The attacker entered the Astana Anyar police station with a motorcycle and detonated explosives as police were lining up for a morning assembly, said Bandung city Police Chief Aswin Sipayung.
An officer died, six were wounded and were rushed to a hospital together with a civilian who was also hurt in the attack, said West Java Police spokesperson Ibrahim Tompo.
A video that circulated on social media showed body parts near the damaged lobby of the police station. Television reports showed white smoke billowing from the building and people running in panic following a loud bang.
Police were investigating if the attacker, who was not identified, had links to radical groups.
West Java Police Chief Suntana said the man brought two bombs but one apparently failed to explode and was defused.
Suntana, who goes by a single name, said that police found a paper taped to the perpetrator’s motorbike with the words, “Criminal code is the law of infidels, let’s fight the satanic law enforcers.”
Indonesia’s Parliament on Tuesday passed a new criminal code that bans sex outside of marriage and insulting the president and state institutions.
The current penal code is a Dutch colonial legacy. A revised code was poised for passage in 2019, but President Widodo urged lawmakers to delay a vote amid mounting public criticism that led to nationwide protests as opponents said it contained articles that discriminated against minorities and that the legislative process lacked transparency.
Indonesia has battled militants since bombings on the resort island of Bali in 2002 killed 202 people, mostly foreign tourists.

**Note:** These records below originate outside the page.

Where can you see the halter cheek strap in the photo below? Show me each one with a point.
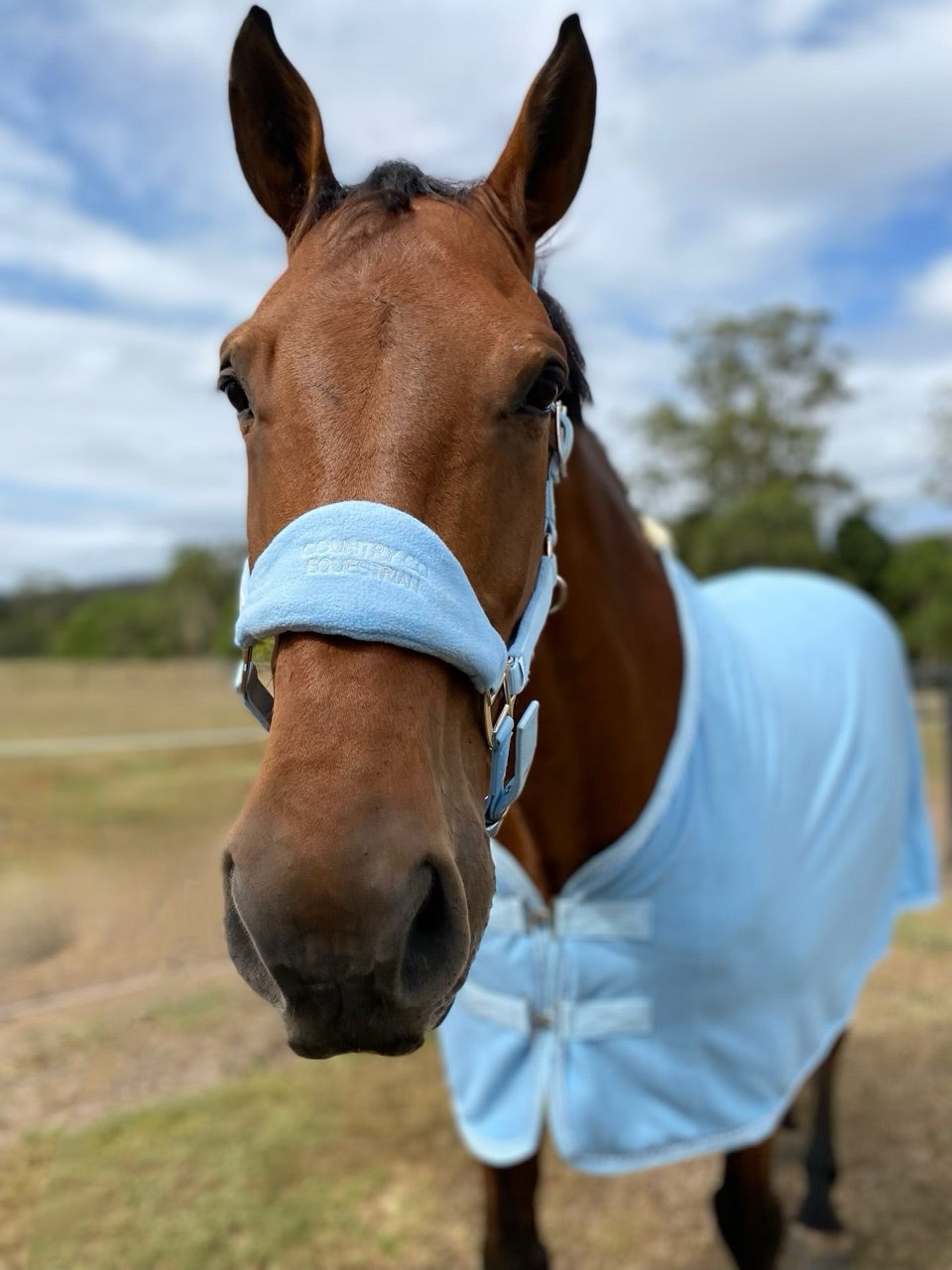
(371, 572)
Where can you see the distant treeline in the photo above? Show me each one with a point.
(911, 579)
(190, 611)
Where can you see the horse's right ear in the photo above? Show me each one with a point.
(278, 131)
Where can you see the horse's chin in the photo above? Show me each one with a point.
(394, 1048)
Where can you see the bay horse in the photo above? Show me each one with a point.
(408, 395)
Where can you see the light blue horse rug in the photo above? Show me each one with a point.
(687, 979)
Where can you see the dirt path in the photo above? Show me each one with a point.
(130, 742)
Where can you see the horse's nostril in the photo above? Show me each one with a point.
(430, 939)
(291, 982)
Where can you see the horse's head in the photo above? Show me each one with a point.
(403, 359)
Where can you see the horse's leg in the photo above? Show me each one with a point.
(512, 1237)
(748, 1211)
(816, 1211)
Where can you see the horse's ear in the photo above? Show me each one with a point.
(278, 131)
(539, 171)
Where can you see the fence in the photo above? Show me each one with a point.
(933, 706)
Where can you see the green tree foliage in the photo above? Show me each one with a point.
(747, 449)
(188, 612)
(767, 526)
(916, 588)
(861, 554)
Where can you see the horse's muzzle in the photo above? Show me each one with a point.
(379, 984)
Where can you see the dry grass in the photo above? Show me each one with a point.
(173, 1130)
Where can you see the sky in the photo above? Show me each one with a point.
(747, 153)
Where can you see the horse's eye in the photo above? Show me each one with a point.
(544, 391)
(236, 395)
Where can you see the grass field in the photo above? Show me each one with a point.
(167, 1127)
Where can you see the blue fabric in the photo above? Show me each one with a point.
(688, 978)
(371, 572)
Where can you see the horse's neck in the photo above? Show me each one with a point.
(607, 676)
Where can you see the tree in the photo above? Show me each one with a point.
(761, 384)
(767, 526)
(861, 553)
(918, 592)
(746, 449)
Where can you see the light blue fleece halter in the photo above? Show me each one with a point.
(370, 572)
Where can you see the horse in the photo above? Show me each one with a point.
(409, 393)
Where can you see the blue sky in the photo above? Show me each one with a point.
(746, 153)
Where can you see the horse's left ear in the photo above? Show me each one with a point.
(539, 171)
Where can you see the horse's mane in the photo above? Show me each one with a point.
(391, 187)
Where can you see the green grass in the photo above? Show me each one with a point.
(272, 1171)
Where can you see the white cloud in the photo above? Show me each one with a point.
(733, 146)
(930, 294)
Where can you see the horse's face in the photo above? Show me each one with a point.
(403, 358)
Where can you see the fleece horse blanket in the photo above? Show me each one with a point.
(688, 978)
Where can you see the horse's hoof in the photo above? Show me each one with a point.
(816, 1250)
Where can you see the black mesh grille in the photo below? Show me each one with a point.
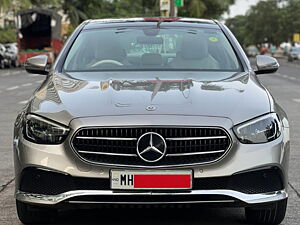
(51, 183)
(214, 141)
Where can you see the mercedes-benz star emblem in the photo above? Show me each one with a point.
(151, 147)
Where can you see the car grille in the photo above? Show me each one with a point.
(117, 146)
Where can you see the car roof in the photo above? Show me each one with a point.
(98, 23)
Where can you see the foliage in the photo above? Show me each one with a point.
(7, 35)
(205, 8)
(272, 21)
(79, 10)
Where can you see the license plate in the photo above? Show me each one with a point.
(151, 180)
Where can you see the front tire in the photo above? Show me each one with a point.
(30, 214)
(271, 214)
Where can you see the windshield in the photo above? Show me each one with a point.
(151, 49)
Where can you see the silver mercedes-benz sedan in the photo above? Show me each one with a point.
(151, 111)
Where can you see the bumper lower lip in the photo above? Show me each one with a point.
(55, 199)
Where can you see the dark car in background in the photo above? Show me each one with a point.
(155, 112)
(13, 51)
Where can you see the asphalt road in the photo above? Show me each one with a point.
(16, 86)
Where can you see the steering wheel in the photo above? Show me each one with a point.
(107, 61)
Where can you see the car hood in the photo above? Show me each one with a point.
(237, 96)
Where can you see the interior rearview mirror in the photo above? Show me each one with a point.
(266, 64)
(37, 65)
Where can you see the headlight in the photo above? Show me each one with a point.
(261, 130)
(42, 131)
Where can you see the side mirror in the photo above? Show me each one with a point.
(37, 65)
(266, 64)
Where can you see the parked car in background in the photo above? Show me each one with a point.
(252, 51)
(151, 111)
(5, 57)
(294, 54)
(13, 51)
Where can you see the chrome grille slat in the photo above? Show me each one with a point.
(107, 138)
(106, 153)
(117, 145)
(195, 153)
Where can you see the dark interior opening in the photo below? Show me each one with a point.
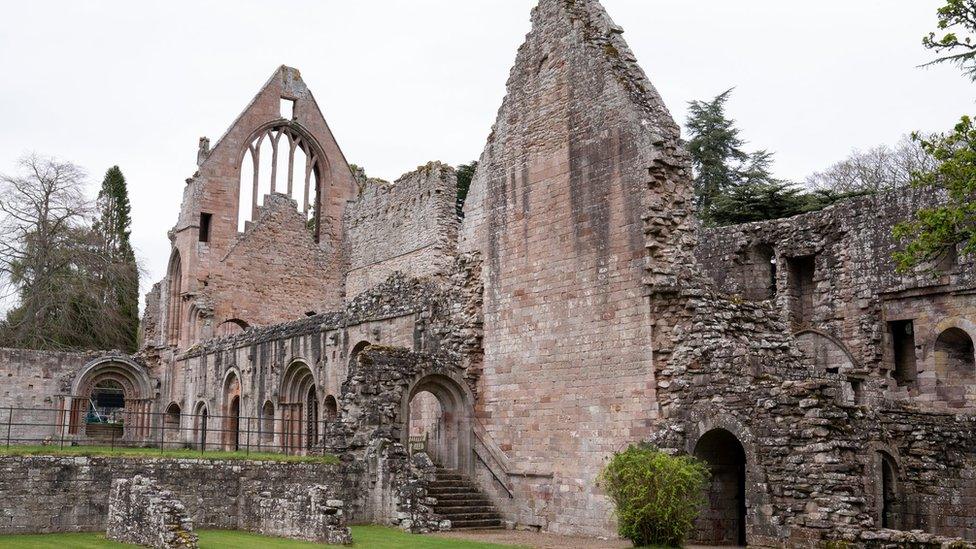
(903, 341)
(205, 227)
(802, 288)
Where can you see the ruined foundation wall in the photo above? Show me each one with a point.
(409, 226)
(52, 494)
(556, 211)
(849, 291)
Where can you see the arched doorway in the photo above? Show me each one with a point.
(331, 408)
(426, 417)
(311, 418)
(231, 435)
(889, 508)
(723, 520)
(110, 399)
(955, 366)
(299, 408)
(201, 420)
(267, 424)
(442, 408)
(171, 423)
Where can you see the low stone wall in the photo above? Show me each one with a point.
(141, 513)
(298, 511)
(43, 494)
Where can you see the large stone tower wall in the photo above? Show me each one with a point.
(557, 211)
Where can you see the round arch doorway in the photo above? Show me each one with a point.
(437, 410)
(723, 520)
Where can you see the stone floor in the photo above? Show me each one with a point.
(541, 540)
(538, 540)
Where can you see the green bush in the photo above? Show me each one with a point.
(658, 496)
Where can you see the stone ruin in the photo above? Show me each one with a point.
(577, 307)
(142, 513)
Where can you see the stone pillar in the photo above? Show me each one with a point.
(142, 513)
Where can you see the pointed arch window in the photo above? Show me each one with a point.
(284, 160)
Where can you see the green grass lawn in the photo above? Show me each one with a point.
(366, 537)
(175, 453)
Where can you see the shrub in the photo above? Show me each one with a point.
(658, 496)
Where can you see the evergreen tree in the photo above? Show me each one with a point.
(715, 149)
(120, 280)
(465, 172)
(934, 233)
(727, 178)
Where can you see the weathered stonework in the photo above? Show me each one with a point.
(409, 226)
(59, 494)
(141, 513)
(302, 512)
(576, 309)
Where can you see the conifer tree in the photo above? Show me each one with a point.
(120, 280)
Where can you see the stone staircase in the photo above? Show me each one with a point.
(460, 502)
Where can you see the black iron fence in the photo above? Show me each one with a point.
(290, 431)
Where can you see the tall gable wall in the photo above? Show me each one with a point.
(557, 212)
(410, 226)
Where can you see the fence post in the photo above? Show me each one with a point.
(10, 419)
(61, 428)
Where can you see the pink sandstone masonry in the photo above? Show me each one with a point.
(576, 309)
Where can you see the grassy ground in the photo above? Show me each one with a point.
(175, 453)
(366, 537)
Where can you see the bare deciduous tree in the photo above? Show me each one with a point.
(50, 260)
(881, 168)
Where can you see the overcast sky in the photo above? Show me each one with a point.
(404, 82)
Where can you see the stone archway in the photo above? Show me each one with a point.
(955, 366)
(114, 395)
(723, 521)
(298, 402)
(447, 412)
(231, 420)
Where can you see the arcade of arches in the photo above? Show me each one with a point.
(110, 399)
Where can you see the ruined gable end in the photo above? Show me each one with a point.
(409, 226)
(582, 149)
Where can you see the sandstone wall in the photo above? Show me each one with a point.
(52, 494)
(854, 293)
(189, 310)
(141, 513)
(408, 226)
(558, 212)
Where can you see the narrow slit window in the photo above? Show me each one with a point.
(205, 227)
(287, 108)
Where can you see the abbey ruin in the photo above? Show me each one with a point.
(576, 307)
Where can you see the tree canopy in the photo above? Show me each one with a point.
(935, 232)
(68, 276)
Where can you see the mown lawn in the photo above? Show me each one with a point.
(175, 453)
(366, 537)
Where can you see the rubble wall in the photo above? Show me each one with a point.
(557, 211)
(408, 226)
(856, 293)
(45, 494)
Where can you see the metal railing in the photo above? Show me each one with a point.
(289, 432)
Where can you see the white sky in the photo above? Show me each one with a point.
(403, 82)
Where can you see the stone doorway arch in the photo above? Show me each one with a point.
(723, 521)
(299, 405)
(114, 393)
(231, 421)
(449, 440)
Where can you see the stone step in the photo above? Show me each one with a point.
(463, 516)
(444, 483)
(466, 500)
(480, 524)
(433, 490)
(458, 509)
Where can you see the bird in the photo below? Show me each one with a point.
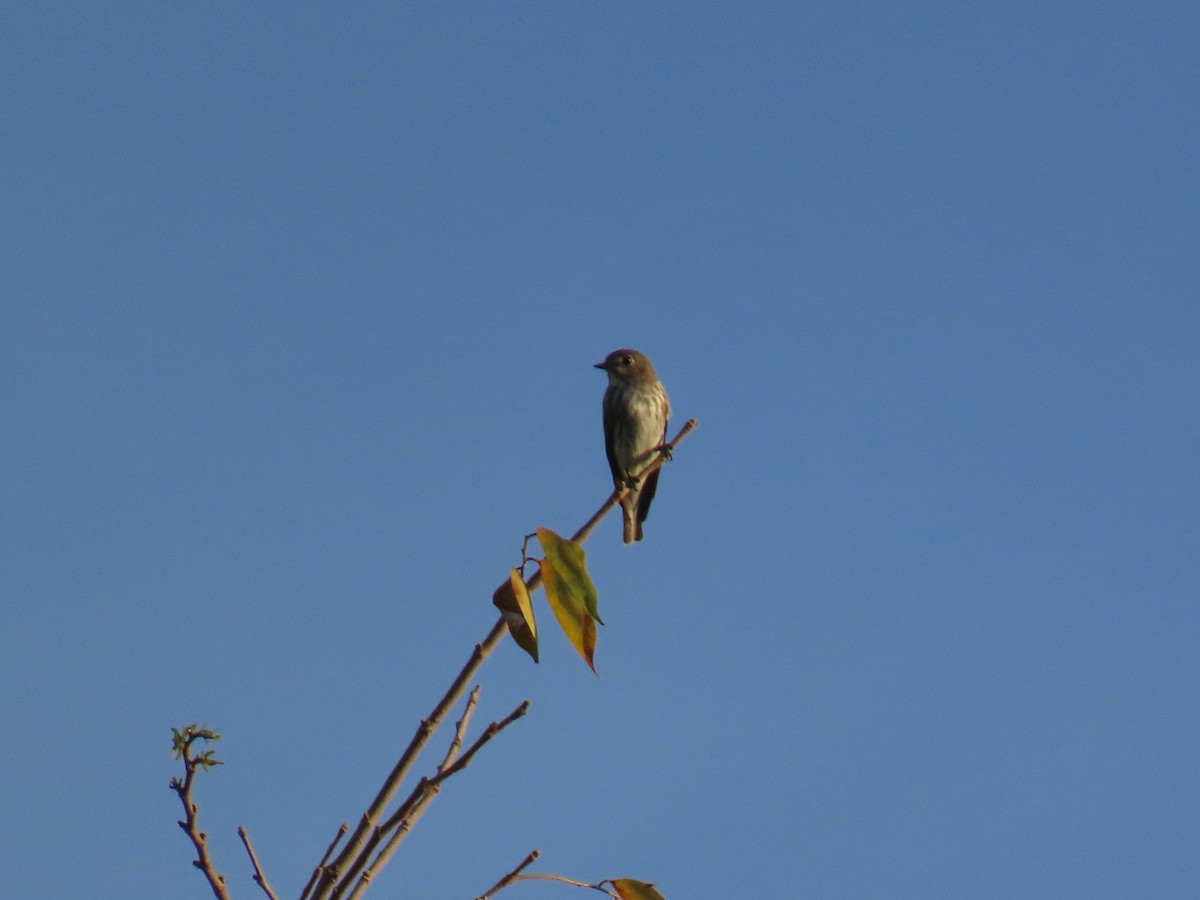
(636, 409)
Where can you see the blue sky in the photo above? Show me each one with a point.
(300, 307)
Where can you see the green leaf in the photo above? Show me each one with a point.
(513, 599)
(568, 561)
(571, 613)
(634, 889)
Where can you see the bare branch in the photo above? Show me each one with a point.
(510, 877)
(259, 879)
(401, 822)
(573, 882)
(461, 727)
(329, 852)
(183, 750)
(334, 873)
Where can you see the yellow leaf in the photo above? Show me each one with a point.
(571, 613)
(513, 600)
(634, 889)
(568, 559)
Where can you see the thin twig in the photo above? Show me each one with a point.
(461, 727)
(334, 873)
(573, 882)
(510, 877)
(259, 877)
(190, 823)
(329, 852)
(401, 822)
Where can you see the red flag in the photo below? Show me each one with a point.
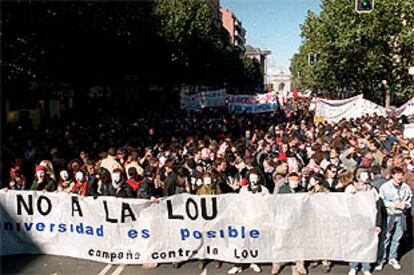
(295, 92)
(269, 89)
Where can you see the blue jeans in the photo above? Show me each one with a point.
(392, 237)
(365, 266)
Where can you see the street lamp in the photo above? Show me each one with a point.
(411, 71)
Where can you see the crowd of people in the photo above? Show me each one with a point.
(214, 152)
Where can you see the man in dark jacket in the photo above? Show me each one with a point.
(119, 187)
(291, 187)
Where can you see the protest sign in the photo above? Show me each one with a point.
(355, 107)
(233, 227)
(207, 99)
(258, 103)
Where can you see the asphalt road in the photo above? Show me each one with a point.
(53, 265)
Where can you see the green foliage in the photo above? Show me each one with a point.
(357, 51)
(165, 42)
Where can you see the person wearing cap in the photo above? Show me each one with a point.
(397, 198)
(17, 180)
(255, 185)
(65, 183)
(42, 182)
(361, 184)
(81, 185)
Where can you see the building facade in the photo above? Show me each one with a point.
(282, 83)
(235, 29)
(260, 55)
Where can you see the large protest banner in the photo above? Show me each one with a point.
(258, 103)
(354, 107)
(234, 228)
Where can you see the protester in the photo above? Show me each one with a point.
(17, 181)
(397, 198)
(291, 187)
(42, 181)
(81, 185)
(171, 153)
(362, 185)
(255, 185)
(65, 183)
(316, 186)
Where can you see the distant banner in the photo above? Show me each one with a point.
(355, 107)
(202, 100)
(259, 103)
(407, 109)
(233, 228)
(409, 130)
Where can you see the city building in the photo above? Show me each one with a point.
(215, 6)
(282, 83)
(260, 55)
(235, 29)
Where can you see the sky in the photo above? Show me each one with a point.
(273, 25)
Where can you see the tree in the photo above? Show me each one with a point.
(356, 52)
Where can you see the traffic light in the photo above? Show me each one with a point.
(312, 59)
(364, 6)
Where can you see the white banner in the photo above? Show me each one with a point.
(201, 100)
(409, 130)
(258, 103)
(355, 107)
(407, 109)
(233, 228)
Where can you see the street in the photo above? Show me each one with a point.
(44, 264)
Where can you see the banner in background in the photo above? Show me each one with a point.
(407, 109)
(202, 100)
(355, 107)
(258, 103)
(233, 228)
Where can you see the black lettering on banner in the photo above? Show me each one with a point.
(127, 212)
(171, 216)
(76, 206)
(39, 205)
(204, 209)
(107, 218)
(28, 207)
(187, 209)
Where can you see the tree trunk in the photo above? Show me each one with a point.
(387, 96)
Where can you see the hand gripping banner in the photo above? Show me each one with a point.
(232, 228)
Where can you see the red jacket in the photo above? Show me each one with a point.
(80, 188)
(134, 184)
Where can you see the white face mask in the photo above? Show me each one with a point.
(293, 184)
(116, 177)
(40, 174)
(254, 179)
(364, 177)
(64, 175)
(207, 181)
(79, 176)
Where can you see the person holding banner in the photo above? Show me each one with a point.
(397, 198)
(291, 187)
(42, 181)
(316, 186)
(65, 183)
(255, 185)
(362, 185)
(208, 187)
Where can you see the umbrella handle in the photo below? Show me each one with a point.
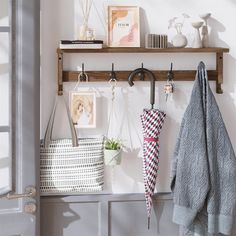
(141, 71)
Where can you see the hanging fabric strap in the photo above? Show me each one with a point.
(113, 86)
(48, 133)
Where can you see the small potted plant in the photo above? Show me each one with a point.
(112, 151)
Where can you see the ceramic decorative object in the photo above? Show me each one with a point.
(205, 35)
(197, 42)
(112, 157)
(179, 40)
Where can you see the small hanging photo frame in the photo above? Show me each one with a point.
(83, 108)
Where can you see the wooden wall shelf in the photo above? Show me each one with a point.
(184, 75)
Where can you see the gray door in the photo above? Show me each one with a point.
(19, 117)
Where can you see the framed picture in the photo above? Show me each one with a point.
(123, 26)
(83, 109)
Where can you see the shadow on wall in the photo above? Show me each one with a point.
(56, 217)
(227, 101)
(4, 68)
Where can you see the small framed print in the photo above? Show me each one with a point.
(83, 109)
(123, 26)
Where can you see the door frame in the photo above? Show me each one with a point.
(26, 93)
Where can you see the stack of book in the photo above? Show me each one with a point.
(78, 44)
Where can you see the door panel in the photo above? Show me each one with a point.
(4, 15)
(4, 79)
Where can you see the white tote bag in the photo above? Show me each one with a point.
(70, 166)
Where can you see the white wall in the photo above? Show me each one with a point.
(58, 22)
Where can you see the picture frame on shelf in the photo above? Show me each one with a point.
(83, 109)
(123, 26)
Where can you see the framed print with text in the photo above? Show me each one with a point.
(83, 109)
(123, 26)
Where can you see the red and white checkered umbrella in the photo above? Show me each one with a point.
(152, 122)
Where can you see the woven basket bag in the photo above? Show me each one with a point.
(70, 166)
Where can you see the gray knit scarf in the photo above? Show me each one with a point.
(204, 166)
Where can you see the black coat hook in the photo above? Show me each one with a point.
(152, 82)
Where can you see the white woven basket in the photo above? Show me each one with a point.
(69, 166)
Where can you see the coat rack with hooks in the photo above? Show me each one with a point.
(160, 75)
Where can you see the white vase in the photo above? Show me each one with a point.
(112, 157)
(197, 42)
(205, 37)
(179, 40)
(83, 31)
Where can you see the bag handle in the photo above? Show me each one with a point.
(48, 133)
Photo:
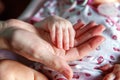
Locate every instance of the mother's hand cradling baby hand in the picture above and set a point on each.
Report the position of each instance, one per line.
(26, 40)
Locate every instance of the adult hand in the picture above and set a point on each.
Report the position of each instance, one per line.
(36, 45)
(112, 72)
(12, 70)
(61, 31)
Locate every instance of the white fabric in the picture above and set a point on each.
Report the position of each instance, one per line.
(107, 52)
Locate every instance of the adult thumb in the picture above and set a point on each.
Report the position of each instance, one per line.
(60, 64)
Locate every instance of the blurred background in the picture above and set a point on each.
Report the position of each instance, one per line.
(12, 8)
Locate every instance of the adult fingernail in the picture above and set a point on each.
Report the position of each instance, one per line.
(67, 74)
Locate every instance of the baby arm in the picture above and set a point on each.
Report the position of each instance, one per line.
(61, 31)
(88, 38)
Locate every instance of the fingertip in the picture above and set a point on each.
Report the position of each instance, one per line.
(68, 74)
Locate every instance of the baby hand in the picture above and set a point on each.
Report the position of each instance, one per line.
(115, 74)
(61, 31)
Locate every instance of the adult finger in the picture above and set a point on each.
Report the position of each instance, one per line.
(52, 33)
(66, 39)
(83, 49)
(110, 76)
(59, 36)
(85, 29)
(71, 36)
(96, 30)
(8, 69)
(78, 25)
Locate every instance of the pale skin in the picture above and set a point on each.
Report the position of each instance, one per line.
(28, 44)
(61, 31)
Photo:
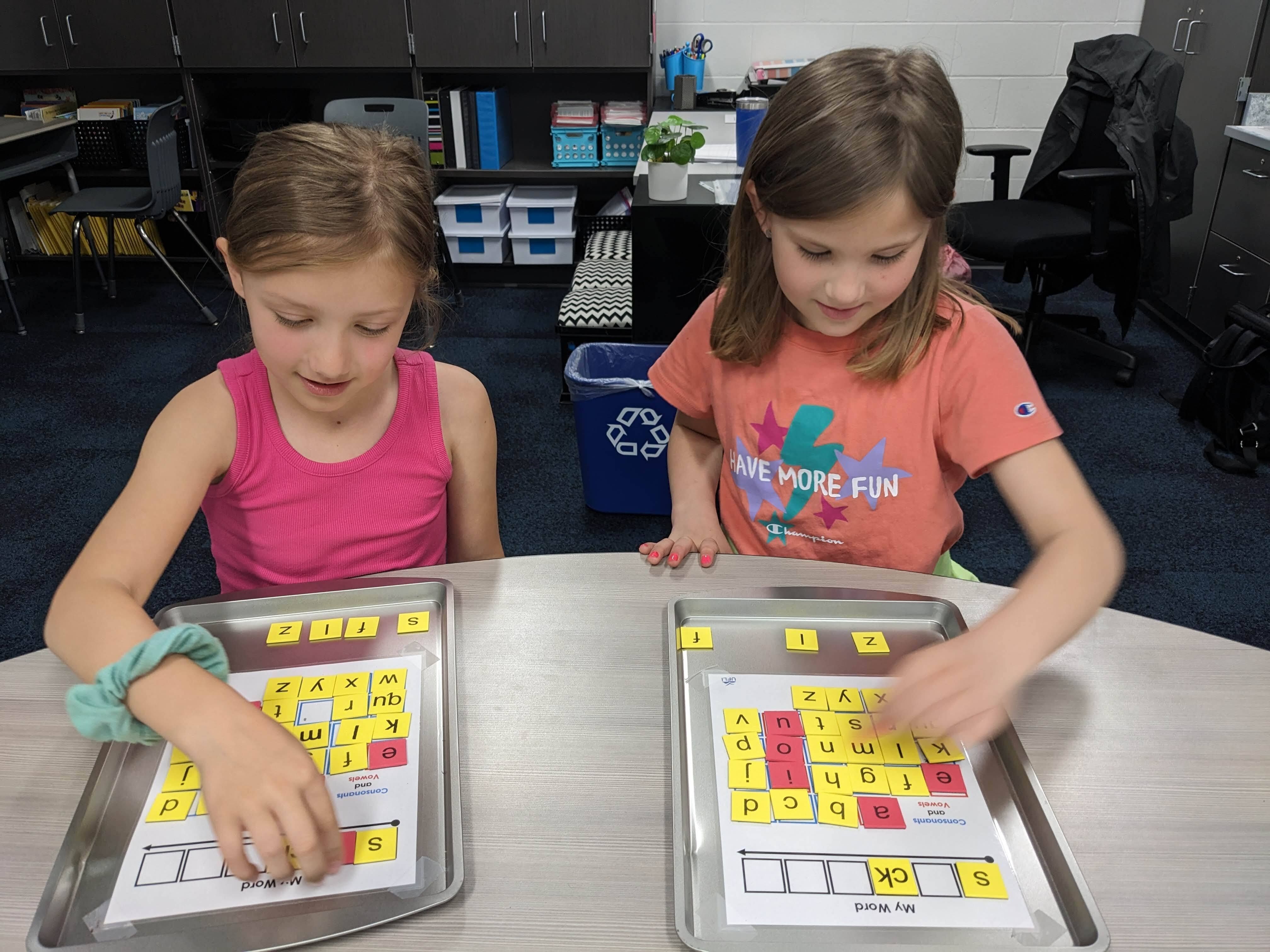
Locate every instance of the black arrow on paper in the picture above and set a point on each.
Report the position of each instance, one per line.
(867, 856)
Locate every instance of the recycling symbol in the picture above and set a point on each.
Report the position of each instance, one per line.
(653, 428)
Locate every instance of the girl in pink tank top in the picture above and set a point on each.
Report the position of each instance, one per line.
(328, 451)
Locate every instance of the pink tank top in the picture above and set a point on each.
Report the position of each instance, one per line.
(280, 518)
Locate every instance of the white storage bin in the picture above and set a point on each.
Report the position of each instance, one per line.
(474, 210)
(543, 210)
(478, 249)
(543, 251)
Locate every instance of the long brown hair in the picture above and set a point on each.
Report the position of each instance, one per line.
(329, 193)
(848, 129)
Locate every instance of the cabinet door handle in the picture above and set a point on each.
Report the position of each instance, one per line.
(1230, 269)
(1176, 31)
(1187, 45)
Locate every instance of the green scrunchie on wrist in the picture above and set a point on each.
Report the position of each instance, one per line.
(98, 711)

Attacks aimed at foreigners have largely been replaced in recent years with smaller, less deadly strikes targeting the government, police and anti-terrorism forces and people who militants consider infidels.
A similar attack occurred in 2019, when a suicide bomber blew himself up at a busy police station in Medan, Indonesia’s third-largest city, wounding at least six people.
In May 2018, two families carried out a series of suicide bombings on churches in the city of Surabaya, killing a dozen people including two young girls whose parents had involved them in one of the attacks. Police said the father was the leader of a local affiliate of Indonesian terrorist group Jemaah Anshorut Daulah.
Last year, two attackers believed to be members of a militant network that pledged allegiance to the Islamic State group blew themselves up outside a packed Roman Catholic cathedral during a Palm Sunday Mass on Indonesia’s Sulawesi island, killing the two attackers and wounding at least 20 people.